Let's say I have a DeepCopyable
interface that looks like this:
public interface DeepCopyable
{
public T DeepCopy<T>() /* where T : DeepCopyable */; // i know this doesn't work
}
I want to make sure that the implementing classes implement like this: I don't know how to archive this with an interface, how do I specify the return type correctly to be of type of the implementing class?

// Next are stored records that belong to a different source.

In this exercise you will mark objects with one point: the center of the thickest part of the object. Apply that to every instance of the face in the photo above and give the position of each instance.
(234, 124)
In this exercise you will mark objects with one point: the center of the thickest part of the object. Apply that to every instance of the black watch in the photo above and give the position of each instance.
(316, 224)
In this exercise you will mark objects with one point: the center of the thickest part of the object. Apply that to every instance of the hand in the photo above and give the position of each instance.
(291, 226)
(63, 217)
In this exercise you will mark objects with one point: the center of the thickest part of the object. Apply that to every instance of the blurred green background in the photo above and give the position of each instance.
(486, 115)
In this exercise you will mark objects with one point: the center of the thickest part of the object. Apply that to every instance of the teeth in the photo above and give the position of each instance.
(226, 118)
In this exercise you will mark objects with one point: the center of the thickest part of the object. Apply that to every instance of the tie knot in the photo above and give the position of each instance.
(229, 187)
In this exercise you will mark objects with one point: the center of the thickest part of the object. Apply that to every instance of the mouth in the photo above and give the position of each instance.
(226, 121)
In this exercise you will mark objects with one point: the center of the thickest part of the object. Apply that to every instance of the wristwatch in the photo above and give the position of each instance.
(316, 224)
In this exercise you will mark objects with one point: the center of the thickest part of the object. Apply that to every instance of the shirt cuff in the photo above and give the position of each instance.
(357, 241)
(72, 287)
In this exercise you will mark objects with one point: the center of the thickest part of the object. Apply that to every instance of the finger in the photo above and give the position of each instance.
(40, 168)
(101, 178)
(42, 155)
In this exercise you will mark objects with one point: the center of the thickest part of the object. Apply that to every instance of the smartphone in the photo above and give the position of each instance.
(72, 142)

public class A : DeepCopyable
{
public int a { get; set; } = 0;
public B b { get; set; } = new B();
public A DeepCopy()
{
return new A()
{
a = a,
b = b.DeepCopy()
};
}
}
public class B : DeepCopyable
{
public int a { get; set; } = 0;
public B DeepCopy()
{
return new B()
{
a = a
};
}
}
public class C : DeepCopyable
{
public int a { get; set; } = 0;
public B DeepCopy() //This Should be not allowed
{
return new B()
{
a = a
};
}
}
CodePudding user response:
A simple way of doing this is like this:
public interface IDeepCopyable<T>
where T : IDeepCopyable<T>
{
T DeepCopy();
}
public class A : IDeepCopyable<A>
{
public int a { get; set; } = 0;
public B b { get; set; } = new B();
public A DeepCopy()
{
return new A()
{
a = a,
b = b.DeepCopy()
};
}
}
public class B : IDeepCopyable<B>
{
public int a { get; set; } = 0;
public B DeepCopy()
{
return new B()
{
a = a
};
}
}
CodePudding user response:
This is how you can make the classes that inherit from the interface and implement the method with a specified return type of type of the derived class
interface IDeepCopy<T>
{
T testMethod();
}
class Test1 : IDeepCopy<Test1>
{
public Test1 testMethod()
{
throw new NotImplementedException();
}
}